The etiq library will help us test for a potential leakage problem 

We wrap the model that we want to evaluate, the dataset used to train that model and the metrics we'd like to calculate into a DataPipeline object. We will be looking at target leakage but also potential leakage from a demographics feature into one of the features used in the model.

## Logging the pipeline

Just like in the bias example, we now log a few key elements we need to run the leakage pipeline

In [9]:
#FIRST - assign the parameters

# the protected category we'll look at is 'gender' for the demographic leakage test parameters

param = BiasParams(protected='gender', privileged='Male', unprivileged='Female', 
                   positive_outcome_label='>50K', negative_outcome_label='<=50K')

In [10]:
#some transforms

transforms = [Dropna, EncodeLabels] # preprocessing with the help of etiqai 

In [11]:
# SECOND - asigning the dataset
# for now data to be uploaded is in pandas format 

dl = DatasetLoader(data=data, label='income', transforms=transforms, bias_params=param, 
                        train_valid_test_splits=[0.8, 0.1, 0.1], cat_col=cat_vars, cont_col=cont_vars,
                        names_col = data.columns.values)

In [12]:
# MODEL - in this case we'll just use a wrapper we have in our library 
model_xgb = DefaultXGBoostClassifier()


In [13]:
# METRICS - decide which bias metrics to look at.

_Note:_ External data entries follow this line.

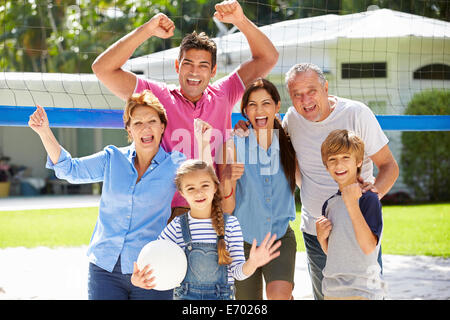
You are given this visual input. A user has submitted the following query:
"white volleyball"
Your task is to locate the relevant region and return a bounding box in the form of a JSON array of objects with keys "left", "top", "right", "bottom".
[{"left": 137, "top": 240, "right": 187, "bottom": 291}]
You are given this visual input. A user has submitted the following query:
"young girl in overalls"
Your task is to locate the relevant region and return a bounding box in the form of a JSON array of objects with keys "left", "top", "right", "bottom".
[{"left": 132, "top": 120, "right": 281, "bottom": 300}]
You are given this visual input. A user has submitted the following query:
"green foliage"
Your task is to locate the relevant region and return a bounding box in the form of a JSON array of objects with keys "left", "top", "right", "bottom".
[
  {"left": 0, "top": 203, "right": 450, "bottom": 258},
  {"left": 401, "top": 90, "right": 450, "bottom": 201}
]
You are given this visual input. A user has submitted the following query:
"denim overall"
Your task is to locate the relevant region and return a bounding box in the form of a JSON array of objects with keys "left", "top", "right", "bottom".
[{"left": 174, "top": 213, "right": 234, "bottom": 300}]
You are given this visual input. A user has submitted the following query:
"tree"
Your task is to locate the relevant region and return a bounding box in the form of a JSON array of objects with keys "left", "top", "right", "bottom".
[{"left": 401, "top": 90, "right": 450, "bottom": 201}]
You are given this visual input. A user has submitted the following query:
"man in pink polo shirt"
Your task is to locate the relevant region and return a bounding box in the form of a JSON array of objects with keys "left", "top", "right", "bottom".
[{"left": 92, "top": 0, "right": 278, "bottom": 218}]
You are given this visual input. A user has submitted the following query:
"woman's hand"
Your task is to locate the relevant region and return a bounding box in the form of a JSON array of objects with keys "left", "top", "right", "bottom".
[
  {"left": 131, "top": 262, "right": 156, "bottom": 290},
  {"left": 28, "top": 105, "right": 50, "bottom": 135},
  {"left": 242, "top": 232, "right": 281, "bottom": 276}
]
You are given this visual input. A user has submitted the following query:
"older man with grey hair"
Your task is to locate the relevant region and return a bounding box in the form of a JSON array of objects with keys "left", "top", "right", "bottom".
[
  {"left": 236, "top": 63, "right": 399, "bottom": 299},
  {"left": 283, "top": 63, "right": 399, "bottom": 299}
]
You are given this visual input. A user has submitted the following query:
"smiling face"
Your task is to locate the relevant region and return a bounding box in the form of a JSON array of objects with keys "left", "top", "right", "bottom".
[
  {"left": 180, "top": 169, "right": 217, "bottom": 218},
  {"left": 175, "top": 49, "right": 217, "bottom": 102},
  {"left": 245, "top": 89, "right": 281, "bottom": 130},
  {"left": 126, "top": 106, "right": 164, "bottom": 152},
  {"left": 326, "top": 152, "right": 362, "bottom": 189},
  {"left": 288, "top": 70, "right": 331, "bottom": 122}
]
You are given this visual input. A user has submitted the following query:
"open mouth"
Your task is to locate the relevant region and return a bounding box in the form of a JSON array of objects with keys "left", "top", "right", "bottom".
[
  {"left": 141, "top": 135, "right": 155, "bottom": 143},
  {"left": 334, "top": 170, "right": 347, "bottom": 177},
  {"left": 186, "top": 78, "right": 202, "bottom": 86},
  {"left": 303, "top": 104, "right": 317, "bottom": 113},
  {"left": 255, "top": 117, "right": 268, "bottom": 127}
]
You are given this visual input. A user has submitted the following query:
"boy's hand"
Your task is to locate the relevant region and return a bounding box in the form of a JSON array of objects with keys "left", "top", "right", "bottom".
[
  {"left": 341, "top": 183, "right": 362, "bottom": 204},
  {"left": 28, "top": 105, "right": 50, "bottom": 134},
  {"left": 147, "top": 13, "right": 175, "bottom": 39},
  {"left": 131, "top": 262, "right": 156, "bottom": 290},
  {"left": 316, "top": 216, "right": 333, "bottom": 242},
  {"left": 214, "top": 0, "right": 245, "bottom": 25}
]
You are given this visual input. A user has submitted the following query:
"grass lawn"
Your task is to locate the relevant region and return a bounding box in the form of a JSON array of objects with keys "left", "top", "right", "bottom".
[{"left": 0, "top": 203, "right": 450, "bottom": 258}]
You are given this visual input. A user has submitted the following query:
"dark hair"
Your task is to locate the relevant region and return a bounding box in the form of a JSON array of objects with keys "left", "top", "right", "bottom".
[
  {"left": 241, "top": 78, "right": 297, "bottom": 193},
  {"left": 178, "top": 31, "right": 217, "bottom": 69},
  {"left": 175, "top": 159, "right": 233, "bottom": 265}
]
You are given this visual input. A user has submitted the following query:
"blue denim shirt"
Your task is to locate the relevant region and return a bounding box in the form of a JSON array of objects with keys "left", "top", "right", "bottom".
[
  {"left": 233, "top": 129, "right": 295, "bottom": 245},
  {"left": 46, "top": 143, "right": 185, "bottom": 274}
]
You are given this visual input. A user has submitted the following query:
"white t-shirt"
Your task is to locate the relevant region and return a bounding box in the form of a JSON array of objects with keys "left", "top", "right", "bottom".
[
  {"left": 158, "top": 211, "right": 248, "bottom": 284},
  {"left": 283, "top": 97, "right": 389, "bottom": 235}
]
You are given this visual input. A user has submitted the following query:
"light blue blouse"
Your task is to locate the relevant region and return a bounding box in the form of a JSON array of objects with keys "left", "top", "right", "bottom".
[
  {"left": 46, "top": 143, "right": 185, "bottom": 274},
  {"left": 234, "top": 129, "right": 295, "bottom": 245}
]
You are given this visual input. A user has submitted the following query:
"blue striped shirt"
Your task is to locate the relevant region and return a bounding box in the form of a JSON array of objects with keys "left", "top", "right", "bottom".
[
  {"left": 46, "top": 143, "right": 185, "bottom": 274},
  {"left": 158, "top": 212, "right": 248, "bottom": 284}
]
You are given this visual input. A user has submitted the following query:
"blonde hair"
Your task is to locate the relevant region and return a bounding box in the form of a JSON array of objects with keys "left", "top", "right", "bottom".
[
  {"left": 175, "top": 159, "right": 232, "bottom": 265},
  {"left": 321, "top": 129, "right": 364, "bottom": 177},
  {"left": 123, "top": 90, "right": 167, "bottom": 142}
]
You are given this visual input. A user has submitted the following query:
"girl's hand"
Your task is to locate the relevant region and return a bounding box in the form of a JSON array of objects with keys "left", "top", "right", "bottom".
[
  {"left": 247, "top": 232, "right": 281, "bottom": 273},
  {"left": 28, "top": 105, "right": 50, "bottom": 135},
  {"left": 131, "top": 262, "right": 156, "bottom": 290}
]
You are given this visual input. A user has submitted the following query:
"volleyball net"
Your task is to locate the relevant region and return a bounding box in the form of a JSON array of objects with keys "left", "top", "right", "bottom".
[{"left": 0, "top": 0, "right": 450, "bottom": 131}]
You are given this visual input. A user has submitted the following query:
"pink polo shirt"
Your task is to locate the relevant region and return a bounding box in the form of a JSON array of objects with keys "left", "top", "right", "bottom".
[{"left": 135, "top": 72, "right": 245, "bottom": 207}]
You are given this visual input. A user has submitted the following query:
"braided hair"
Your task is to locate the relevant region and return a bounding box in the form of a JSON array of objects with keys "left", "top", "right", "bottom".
[{"left": 175, "top": 159, "right": 232, "bottom": 265}]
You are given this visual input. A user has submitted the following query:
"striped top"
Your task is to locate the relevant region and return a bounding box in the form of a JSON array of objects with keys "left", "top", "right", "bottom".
[{"left": 158, "top": 212, "right": 248, "bottom": 284}]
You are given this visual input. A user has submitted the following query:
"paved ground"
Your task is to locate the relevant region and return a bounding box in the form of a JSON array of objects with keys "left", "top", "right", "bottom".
[{"left": 0, "top": 196, "right": 450, "bottom": 300}]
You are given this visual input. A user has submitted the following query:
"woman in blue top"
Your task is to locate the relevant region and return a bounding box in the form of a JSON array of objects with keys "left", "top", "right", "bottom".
[
  {"left": 219, "top": 79, "right": 300, "bottom": 300},
  {"left": 28, "top": 91, "right": 185, "bottom": 300}
]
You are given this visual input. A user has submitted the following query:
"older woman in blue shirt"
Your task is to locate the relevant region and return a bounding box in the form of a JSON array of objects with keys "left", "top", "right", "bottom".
[{"left": 28, "top": 91, "right": 185, "bottom": 300}]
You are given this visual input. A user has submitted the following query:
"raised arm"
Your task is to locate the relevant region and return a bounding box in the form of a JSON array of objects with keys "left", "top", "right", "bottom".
[
  {"left": 216, "top": 139, "right": 244, "bottom": 214},
  {"left": 194, "top": 118, "right": 214, "bottom": 166},
  {"left": 92, "top": 13, "right": 175, "bottom": 100},
  {"left": 214, "top": 0, "right": 279, "bottom": 86}
]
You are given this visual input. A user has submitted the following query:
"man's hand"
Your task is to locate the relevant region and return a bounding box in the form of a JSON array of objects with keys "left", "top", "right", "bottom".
[
  {"left": 341, "top": 183, "right": 362, "bottom": 205},
  {"left": 147, "top": 13, "right": 175, "bottom": 39},
  {"left": 194, "top": 118, "right": 212, "bottom": 143},
  {"left": 358, "top": 177, "right": 381, "bottom": 198},
  {"left": 316, "top": 216, "right": 333, "bottom": 242},
  {"left": 214, "top": 0, "right": 245, "bottom": 25}
]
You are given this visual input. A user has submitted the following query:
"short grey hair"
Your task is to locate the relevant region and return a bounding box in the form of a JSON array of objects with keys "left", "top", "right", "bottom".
[{"left": 285, "top": 62, "right": 327, "bottom": 89}]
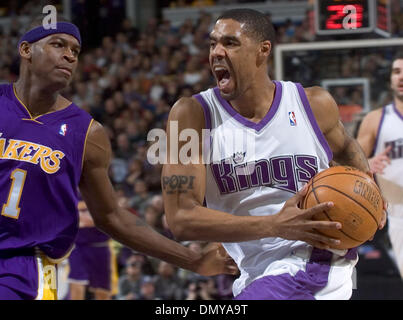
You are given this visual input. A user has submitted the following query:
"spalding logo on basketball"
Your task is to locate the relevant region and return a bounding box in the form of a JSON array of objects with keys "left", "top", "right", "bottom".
[{"left": 302, "top": 166, "right": 383, "bottom": 249}]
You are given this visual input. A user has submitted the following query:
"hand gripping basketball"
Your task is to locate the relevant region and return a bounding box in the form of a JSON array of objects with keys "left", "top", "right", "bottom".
[
  {"left": 274, "top": 187, "right": 342, "bottom": 249},
  {"left": 302, "top": 166, "right": 385, "bottom": 249}
]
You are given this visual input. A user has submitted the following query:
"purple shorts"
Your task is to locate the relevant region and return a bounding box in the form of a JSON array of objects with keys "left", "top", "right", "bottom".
[
  {"left": 234, "top": 249, "right": 354, "bottom": 300},
  {"left": 0, "top": 249, "right": 57, "bottom": 300},
  {"left": 68, "top": 244, "right": 112, "bottom": 291}
]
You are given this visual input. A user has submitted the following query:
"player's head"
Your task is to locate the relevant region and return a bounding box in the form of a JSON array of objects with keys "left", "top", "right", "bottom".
[
  {"left": 390, "top": 51, "right": 403, "bottom": 101},
  {"left": 210, "top": 9, "right": 275, "bottom": 100},
  {"left": 18, "top": 16, "right": 81, "bottom": 90}
]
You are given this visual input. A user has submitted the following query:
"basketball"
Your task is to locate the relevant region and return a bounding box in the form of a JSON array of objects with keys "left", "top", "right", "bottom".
[{"left": 302, "top": 166, "right": 383, "bottom": 249}]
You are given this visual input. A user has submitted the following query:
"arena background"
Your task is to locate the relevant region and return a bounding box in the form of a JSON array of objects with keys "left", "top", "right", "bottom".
[{"left": 0, "top": 0, "right": 403, "bottom": 300}]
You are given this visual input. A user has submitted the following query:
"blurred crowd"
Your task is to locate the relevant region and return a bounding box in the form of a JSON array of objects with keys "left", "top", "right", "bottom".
[{"left": 0, "top": 1, "right": 403, "bottom": 300}]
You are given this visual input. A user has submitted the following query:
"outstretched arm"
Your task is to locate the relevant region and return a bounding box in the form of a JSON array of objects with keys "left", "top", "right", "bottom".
[
  {"left": 305, "top": 87, "right": 386, "bottom": 229},
  {"left": 357, "top": 109, "right": 392, "bottom": 173},
  {"left": 80, "top": 122, "right": 236, "bottom": 275},
  {"left": 305, "top": 87, "right": 370, "bottom": 172}
]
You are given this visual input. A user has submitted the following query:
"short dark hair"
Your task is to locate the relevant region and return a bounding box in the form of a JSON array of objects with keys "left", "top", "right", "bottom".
[
  {"left": 392, "top": 50, "right": 403, "bottom": 63},
  {"left": 216, "top": 8, "right": 275, "bottom": 45},
  {"left": 24, "top": 14, "right": 70, "bottom": 33}
]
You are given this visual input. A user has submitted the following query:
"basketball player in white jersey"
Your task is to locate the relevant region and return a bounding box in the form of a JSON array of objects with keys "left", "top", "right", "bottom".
[
  {"left": 161, "top": 9, "right": 386, "bottom": 300},
  {"left": 357, "top": 53, "right": 403, "bottom": 278}
]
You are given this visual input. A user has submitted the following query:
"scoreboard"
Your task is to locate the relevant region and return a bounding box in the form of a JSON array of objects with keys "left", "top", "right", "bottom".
[{"left": 314, "top": 0, "right": 390, "bottom": 36}]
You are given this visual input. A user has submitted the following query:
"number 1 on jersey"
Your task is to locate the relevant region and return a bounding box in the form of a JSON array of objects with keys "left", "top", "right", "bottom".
[{"left": 1, "top": 169, "right": 27, "bottom": 219}]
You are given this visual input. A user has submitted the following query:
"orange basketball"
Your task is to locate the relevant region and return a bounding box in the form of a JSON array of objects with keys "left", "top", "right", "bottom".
[{"left": 302, "top": 166, "right": 383, "bottom": 249}]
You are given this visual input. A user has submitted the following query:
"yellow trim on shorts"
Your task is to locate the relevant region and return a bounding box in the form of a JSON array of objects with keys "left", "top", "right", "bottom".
[
  {"left": 109, "top": 239, "right": 119, "bottom": 296},
  {"left": 35, "top": 251, "right": 57, "bottom": 300}
]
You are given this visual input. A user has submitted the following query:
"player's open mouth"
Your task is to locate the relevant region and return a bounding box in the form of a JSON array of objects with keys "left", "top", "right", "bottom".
[{"left": 214, "top": 66, "right": 231, "bottom": 89}]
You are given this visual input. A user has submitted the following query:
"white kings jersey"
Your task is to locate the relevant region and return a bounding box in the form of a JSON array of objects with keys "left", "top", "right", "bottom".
[
  {"left": 373, "top": 104, "right": 403, "bottom": 221},
  {"left": 194, "top": 81, "right": 332, "bottom": 296}
]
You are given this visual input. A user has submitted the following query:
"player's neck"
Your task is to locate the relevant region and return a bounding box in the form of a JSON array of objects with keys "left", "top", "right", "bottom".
[
  {"left": 394, "top": 97, "right": 403, "bottom": 114},
  {"left": 14, "top": 78, "right": 64, "bottom": 117},
  {"left": 230, "top": 78, "right": 275, "bottom": 123}
]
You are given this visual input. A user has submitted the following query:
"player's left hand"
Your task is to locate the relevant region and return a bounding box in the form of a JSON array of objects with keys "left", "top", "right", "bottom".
[
  {"left": 366, "top": 171, "right": 388, "bottom": 236},
  {"left": 195, "top": 242, "right": 239, "bottom": 276}
]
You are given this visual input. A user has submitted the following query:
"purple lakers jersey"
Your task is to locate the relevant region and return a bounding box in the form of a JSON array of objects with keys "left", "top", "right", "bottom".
[{"left": 0, "top": 84, "right": 92, "bottom": 259}]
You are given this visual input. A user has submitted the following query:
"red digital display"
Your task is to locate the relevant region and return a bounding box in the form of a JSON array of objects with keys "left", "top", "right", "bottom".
[
  {"left": 326, "top": 4, "right": 364, "bottom": 29},
  {"left": 376, "top": 0, "right": 390, "bottom": 32},
  {"left": 315, "top": 0, "right": 373, "bottom": 34}
]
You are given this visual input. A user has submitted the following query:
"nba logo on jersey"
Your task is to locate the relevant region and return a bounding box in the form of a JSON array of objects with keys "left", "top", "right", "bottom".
[
  {"left": 232, "top": 152, "right": 246, "bottom": 164},
  {"left": 59, "top": 123, "right": 67, "bottom": 136},
  {"left": 288, "top": 111, "right": 297, "bottom": 127}
]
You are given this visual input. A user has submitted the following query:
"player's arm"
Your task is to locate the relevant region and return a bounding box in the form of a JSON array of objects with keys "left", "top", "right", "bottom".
[
  {"left": 357, "top": 109, "right": 391, "bottom": 173},
  {"left": 161, "top": 98, "right": 337, "bottom": 247},
  {"left": 305, "top": 87, "right": 370, "bottom": 172},
  {"left": 80, "top": 122, "right": 236, "bottom": 275},
  {"left": 305, "top": 87, "right": 386, "bottom": 229}
]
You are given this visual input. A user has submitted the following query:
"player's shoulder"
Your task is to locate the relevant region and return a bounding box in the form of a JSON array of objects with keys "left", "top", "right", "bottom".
[
  {"left": 362, "top": 106, "right": 386, "bottom": 127},
  {"left": 304, "top": 86, "right": 332, "bottom": 101},
  {"left": 169, "top": 97, "right": 204, "bottom": 123}
]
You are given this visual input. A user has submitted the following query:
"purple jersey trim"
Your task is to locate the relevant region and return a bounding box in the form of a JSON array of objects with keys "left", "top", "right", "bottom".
[
  {"left": 12, "top": 84, "right": 73, "bottom": 120},
  {"left": 392, "top": 103, "right": 403, "bottom": 120},
  {"left": 193, "top": 93, "right": 212, "bottom": 162},
  {"left": 235, "top": 248, "right": 333, "bottom": 300},
  {"left": 369, "top": 106, "right": 386, "bottom": 158},
  {"left": 295, "top": 83, "right": 333, "bottom": 162},
  {"left": 193, "top": 93, "right": 211, "bottom": 130},
  {"left": 214, "top": 81, "right": 283, "bottom": 131}
]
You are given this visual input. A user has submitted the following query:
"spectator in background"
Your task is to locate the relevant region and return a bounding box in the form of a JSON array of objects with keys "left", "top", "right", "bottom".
[
  {"left": 116, "top": 255, "right": 145, "bottom": 300},
  {"left": 129, "top": 179, "right": 151, "bottom": 217},
  {"left": 154, "top": 261, "right": 184, "bottom": 300}
]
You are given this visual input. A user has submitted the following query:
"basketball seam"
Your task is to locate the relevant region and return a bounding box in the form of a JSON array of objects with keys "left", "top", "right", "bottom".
[
  {"left": 314, "top": 171, "right": 381, "bottom": 193},
  {"left": 312, "top": 179, "right": 364, "bottom": 242},
  {"left": 316, "top": 184, "right": 379, "bottom": 227}
]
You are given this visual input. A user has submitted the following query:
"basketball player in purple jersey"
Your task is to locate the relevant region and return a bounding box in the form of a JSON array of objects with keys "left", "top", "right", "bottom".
[
  {"left": 357, "top": 52, "right": 403, "bottom": 278},
  {"left": 0, "top": 16, "right": 236, "bottom": 299},
  {"left": 68, "top": 200, "right": 118, "bottom": 300},
  {"left": 161, "top": 9, "right": 384, "bottom": 299}
]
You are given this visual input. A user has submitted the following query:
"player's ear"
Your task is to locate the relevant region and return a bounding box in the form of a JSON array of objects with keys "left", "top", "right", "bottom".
[
  {"left": 258, "top": 40, "right": 271, "bottom": 64},
  {"left": 19, "top": 41, "right": 32, "bottom": 59}
]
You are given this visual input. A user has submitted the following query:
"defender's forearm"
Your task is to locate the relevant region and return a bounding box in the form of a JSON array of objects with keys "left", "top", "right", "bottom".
[
  {"left": 334, "top": 138, "right": 370, "bottom": 172},
  {"left": 97, "top": 208, "right": 201, "bottom": 271}
]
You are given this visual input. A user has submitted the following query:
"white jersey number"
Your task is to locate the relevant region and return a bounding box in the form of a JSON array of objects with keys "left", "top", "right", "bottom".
[{"left": 1, "top": 169, "right": 27, "bottom": 219}]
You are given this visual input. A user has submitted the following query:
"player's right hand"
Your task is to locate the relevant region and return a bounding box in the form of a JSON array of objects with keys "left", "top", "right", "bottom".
[
  {"left": 273, "top": 186, "right": 342, "bottom": 249},
  {"left": 368, "top": 146, "right": 392, "bottom": 174}
]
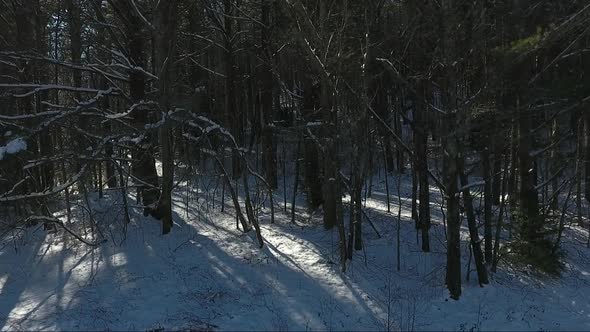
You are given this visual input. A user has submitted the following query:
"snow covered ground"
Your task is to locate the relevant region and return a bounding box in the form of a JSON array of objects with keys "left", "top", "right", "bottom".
[{"left": 0, "top": 172, "right": 590, "bottom": 331}]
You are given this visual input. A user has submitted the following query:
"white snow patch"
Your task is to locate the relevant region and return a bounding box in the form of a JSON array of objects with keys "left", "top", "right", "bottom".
[{"left": 0, "top": 137, "right": 27, "bottom": 160}]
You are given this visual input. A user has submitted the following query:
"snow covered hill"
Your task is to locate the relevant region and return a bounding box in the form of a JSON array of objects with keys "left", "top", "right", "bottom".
[{"left": 0, "top": 175, "right": 590, "bottom": 331}]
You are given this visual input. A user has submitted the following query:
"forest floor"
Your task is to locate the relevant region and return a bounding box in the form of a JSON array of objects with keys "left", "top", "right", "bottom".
[{"left": 0, "top": 170, "right": 590, "bottom": 331}]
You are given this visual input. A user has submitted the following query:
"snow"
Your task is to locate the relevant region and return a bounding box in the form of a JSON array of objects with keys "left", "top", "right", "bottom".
[
  {"left": 0, "top": 137, "right": 27, "bottom": 160},
  {"left": 0, "top": 172, "right": 590, "bottom": 331}
]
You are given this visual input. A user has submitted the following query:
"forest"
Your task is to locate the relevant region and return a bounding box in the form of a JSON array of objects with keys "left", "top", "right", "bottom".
[{"left": 0, "top": 0, "right": 590, "bottom": 331}]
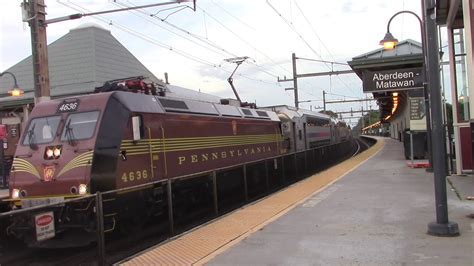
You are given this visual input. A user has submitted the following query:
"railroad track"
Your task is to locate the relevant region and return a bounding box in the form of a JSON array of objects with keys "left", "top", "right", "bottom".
[{"left": 0, "top": 140, "right": 369, "bottom": 265}]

We offer most mainstream bias ones 

metrics_initial = [accuracy]

In [14]:
#INITIAL PIPELINE 
pipeline_initial = DataPipeline(dataset_loader=dl, model=model_xgb, metrics=metrics_initial)
pipeline_initial.run()

INFO:etiq_core.pipeline.DataPipeline0747:Starting pipeline
INFO:etiq_core.pipeline.DataPipeline0747:Fitting model
INFO:etiq_core.pipeline.DataPipeline0747:Computed metrics for the initial dataset
INFO:etiq_core.pipeline.DataPipeline0747:Completed pipeline


# Run the pipeline to help finding any leakage related issues

Plenty of times you will hopefully find this issue during the data exploration phase. However if the model is already built, and you are at the end of the process, you won't go through a whole exploration phase again and if anything seeps in (e.g. when model gets productionalized), you'll just want to have an easy way to run these checks time and time again, ideally automated as part of an orchestration flow.

In [15]:
#DATA LEAKAGE PIPELINE

identify_method = IdentifyFeatureLeakPipeline(nr_groups=1, group_def=['unsupervised'])

leakage_pipeline1 = DebiasPipeline(pipeline_initial, identify_pipeline=identify_method, metrics = metrics_initial)

leakage_pipeline1.run()

INFO:etiq_core.pipeline.DebiasPipeline0469:Starting pipeline
INFO:etiq_core.pipeline.DebiasPipeline0469:Start Phase IdentifyFeatureLeakPipeline0420
INFO:etiq_core.pipeline.IdentifyFeatureLeakPipeline0420:Starting pipeline
INFO:etiq_core.pipeline.IdentifyFeatureLeakPipeline0420:Completed pipeline
INFO:etiq_core.pipeline.DebiasPipeline0469:Completed Phase IdentifyFeatureLeakPipeline0420
INFO:etiq_core.pipeline.DebiasPipeline0469:Fitting model
INFO:etiq_core.pipeline.DebiasPipeline0469:Computed metrics for the initial dataset
ERROR:etiq_core.pipeline.DebiasPipeline0469:Execution failed.
ERROR:etiq_core.pipeline.DebiasPipeline0469:list indices must be integers or slices, not str
Traceback (most recent call last):
  File "/home/hjow/Development/projects/etiq-1.2.3-release/lib/python3.8/site-packages/etiq_core/pipeline.py", line 177, in run
  File "/home/hjow/Development/projects/etiq-1.2.3-release/lib/python3.8/site-packages/etiq_core/pipelines/steps.py", line 1624, in execute
TypeError: li

In [18]:
# check issues

leakage_pipeline1.get_issues_summary()

[(0, 'monthly_salary', 1.0, 'target_leakage_issue', 36176, 'no_issue')]

The pipeline surfaces the issue we initially put into the data. In this example of course we knew what the issue was to begin with, but in a real-life example if you had a feature leaked from the target you wouldn't know without checking.